We think this strategy is optimal for an early stage Latin American VC because LatAm’s biggest exits in the modern era are:

  • Nubank at $40B valuation
  • Dlocal, Stone, Pagseguro and Auth0 at $5.5B-$6.5B.
  • Cornershop between $1B-$3B

This math means that, for most VC funds over $150M,  the VC fund's product is not for founders who won’t build a unicorn. Even if the VC invests, they are likely to push founders to take extreme risks that could turn a company that could be a $250M exit into a $0 write off by going hyper growth with poor unit economics instead of building something that changes Latin America, the founder’s life and drives returns for VC funds like Magma.

To be clear, we want the companies that should turn into $1B+ unicorns to do it and we hope to find the next Nubank someday. But founders can solve an industry problem and make a ton of money for themselves, their employees and their investors even if they don’t turn into a $1B+ company.
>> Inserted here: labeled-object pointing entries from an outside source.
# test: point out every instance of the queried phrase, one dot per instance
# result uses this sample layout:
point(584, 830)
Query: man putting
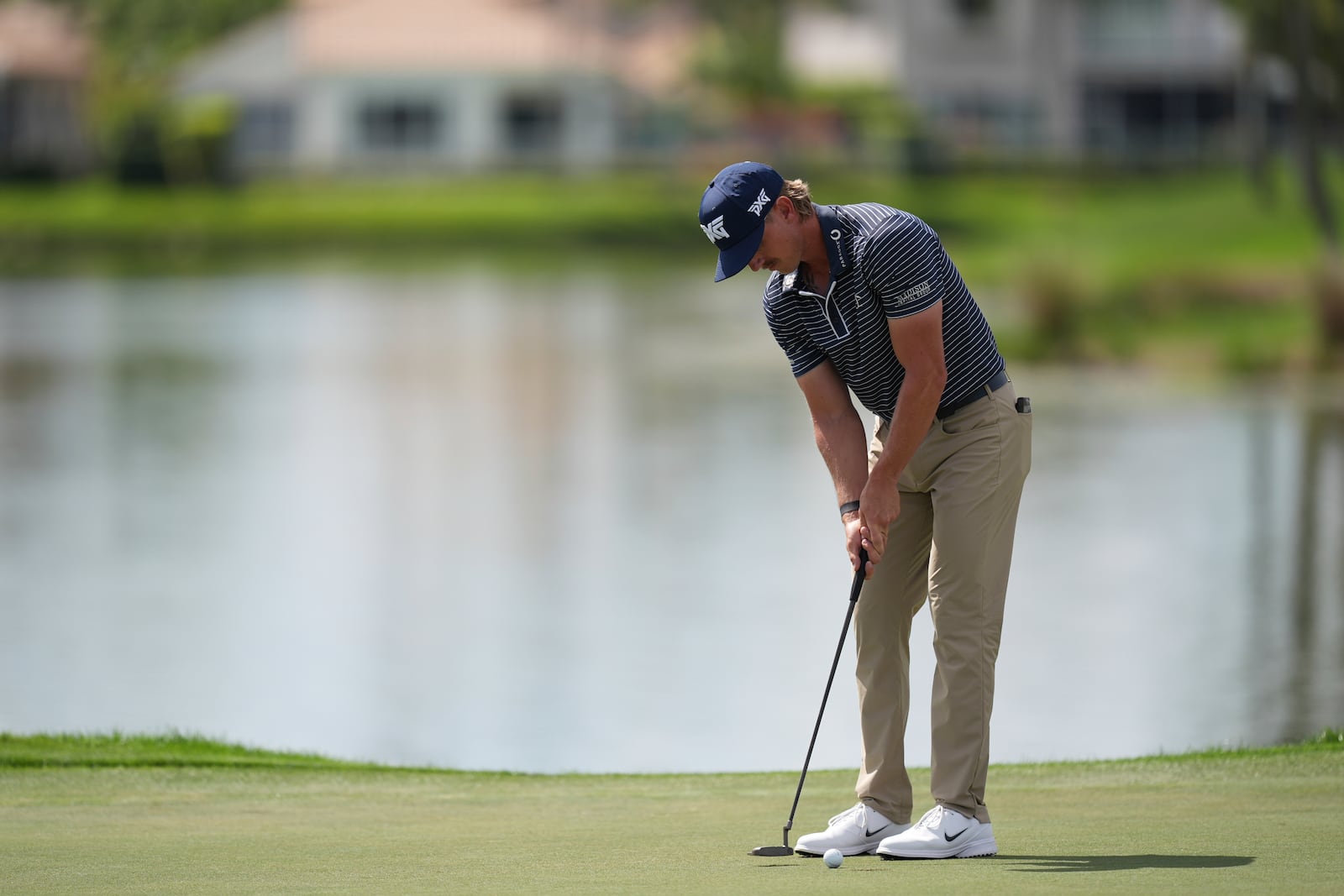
point(864, 297)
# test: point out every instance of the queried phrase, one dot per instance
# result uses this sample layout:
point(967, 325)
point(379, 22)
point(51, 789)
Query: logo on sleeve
point(716, 230)
point(763, 201)
point(914, 291)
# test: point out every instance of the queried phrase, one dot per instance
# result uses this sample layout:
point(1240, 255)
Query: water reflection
point(487, 519)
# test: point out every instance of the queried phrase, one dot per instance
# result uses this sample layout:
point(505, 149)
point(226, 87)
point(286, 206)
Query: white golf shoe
point(942, 833)
point(853, 832)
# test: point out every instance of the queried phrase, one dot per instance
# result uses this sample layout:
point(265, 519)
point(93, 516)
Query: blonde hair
point(801, 196)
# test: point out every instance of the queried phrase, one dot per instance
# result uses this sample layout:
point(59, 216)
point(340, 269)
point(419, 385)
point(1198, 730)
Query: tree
point(1310, 36)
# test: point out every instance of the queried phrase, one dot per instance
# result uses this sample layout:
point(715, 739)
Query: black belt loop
point(995, 383)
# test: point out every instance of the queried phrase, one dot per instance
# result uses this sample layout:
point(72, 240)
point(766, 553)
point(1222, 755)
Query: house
point(1129, 80)
point(429, 85)
point(44, 70)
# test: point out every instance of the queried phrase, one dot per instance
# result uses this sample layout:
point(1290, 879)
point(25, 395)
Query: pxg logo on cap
point(732, 212)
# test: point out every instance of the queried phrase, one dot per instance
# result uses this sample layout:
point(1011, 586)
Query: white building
point(1062, 78)
point(378, 85)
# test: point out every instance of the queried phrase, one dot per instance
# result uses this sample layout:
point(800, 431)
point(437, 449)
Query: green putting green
point(175, 815)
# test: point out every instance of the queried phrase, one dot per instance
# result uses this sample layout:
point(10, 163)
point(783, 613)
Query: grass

Conclusions: Turmoil in the markets, some founders are not reacting fast enough; lower valuations are a big opportunity to buy more ownership in great companies

We strongly believe that Latin America’s tech sector will continue to grow and many of the companies that figure out how to build sustainable, fast growing companies will drive returns over this cycle.

We expect the fundraising environment for startups to be complex for the next few quarters, but we believe our portfolio is well positioned. We won’t come out unscathed, and we expect some write offs and down rounds, consistent with the risk we take as a VC fund. We’re continuing to do the hard work with portfolio companies, having tough conversations with founders and pushing them to be more conservative about their future fundraising prospects and be more likely to control their own destinies in the current market. 

For Fund 4, we continue to see more and better opportunities at Seed and Series A compared to pre-seed. We expect to see an increasing wave of deal flow in Q3/Q4 as more companies start to come back to market.

With tourist capital gone, and a higher caliber of founders starting new companies during a downturn, we are open for business, in the market, and staying disciplined to find the best founders who are building the next generation of top tier companies that can help us drive the returns we want for our LPs.